1. Our life is based on a linear consumer vision: I produce, I buy, I consume, I throw away. As a consequence, our society is built on an economic model that is not sustainable and that creates social and environmental problems. Two ways out of this unsustainable model are being proposed by some people: “green growth” and “degrowth”. Why is the current economic model unsustainable? To what extent can sustainable development growth be achieved through “green growth” and “degrowth”?
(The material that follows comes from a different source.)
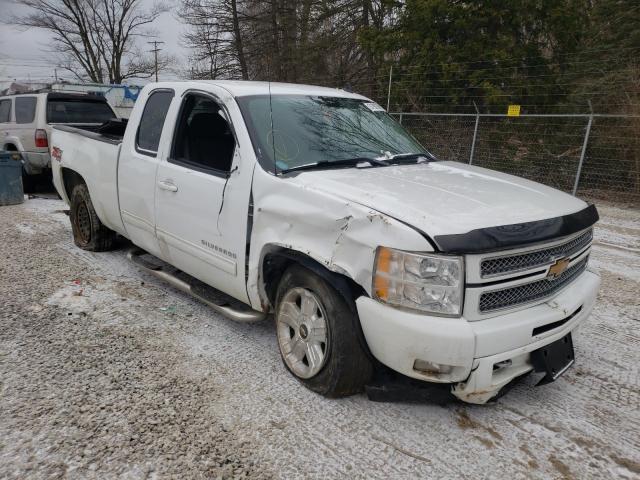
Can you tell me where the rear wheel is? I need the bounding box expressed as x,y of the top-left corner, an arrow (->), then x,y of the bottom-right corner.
69,183 -> 116,252
275,265 -> 373,397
The current economic model is too demanding on resources. Over the past 70 years, economic growth has been associated with the production of negative environmental externalities, such as pollution, increasing extraction of raw materials, CO2 emissions or loss of biodiversity, despite technological changes. Consider that the growth of the world’s GDP per capita has been strongly associated with the annual evolution of CO2 emissions since the 1970s. Only during global recessions have CO2 emissions temporarily decreased. The green growth strategy maintains that technological innovation will decouple economic growth from its negative externalities. Investments in green technologies will allow economic expansion while protecting natural resources for future generations. Supporters of degrowth, on the contrary, claim that halting the production and consumption of goods and services – and thus negative economic growth – is necessary to preserve resources for future generations. Unfortunately, efforts to date to limit production and consumption have proven insufficient, as confirmed by the United Nations in 2021.